Verwerkingsopdracht
2 Literatuur
Nadat ik beide fragmenten van de boeken had gelezen, ben ik
voor mezelf nagegaan welk verhaal het meeste indruk op mij had gemaakt. Die
keus was duidelijk: met stipt het fragment uit ‘Een schitterend gebrek’ van
Arthur Japin. Ik vind dat dit komt doordat de schrijver voor een
ik-vertelinstantie heeft gekozen. Als ik de fragmenten vergelijk, merk ik dat
de confrontatie bij ‘Een schitterend gebrek’ veel groter is dan bij de
auctoriale vertelinstantie in het fragment van ‘De schilder en het meisje’. Vanaf
regel 1 werd ik het verhaal ingezogen en leefde ik mee met de hoofdpersoon Lucia.

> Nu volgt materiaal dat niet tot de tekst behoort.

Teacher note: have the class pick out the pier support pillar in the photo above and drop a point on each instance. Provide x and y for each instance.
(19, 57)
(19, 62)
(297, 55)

Waar het fragment van ‘De schilder en het meisje’ van Margriet de Moor meer op
de vlakte bleef, kreeg je bij het fragment van Arthur Japin verschillende lagen
van het verhaal mee. Lucia leeft met een gebrek en probeert hier zo goed
mogelijk mee om te gaan. Door de ik-vertelinstantie duik je in het leven van
Lucia en kijk je door haar ogen naar haar situatie. In deze barre tijd is zij
wanhopig op zoek naar een inkomen dat ervoor kan zorgen dat zij de volgende dag
nog in leven is. Ik vind ook dat in het verhaal van Margriet de Moor de
opvattingen van mij als lezer over de personages en de gebeurtenissen in het
verhaal te veel worden gestuurd. In het andere fragment kun jij als lezer meer
zelf bepalen en je eigen mening vormen over wat er gebeurd. Je ziet wel alles
vanuit de ogen van Lucia, maar toch heb je meer de vrijheid tijdens het lezen.
De ik-vertelinstantie geeft mijn voorkeur.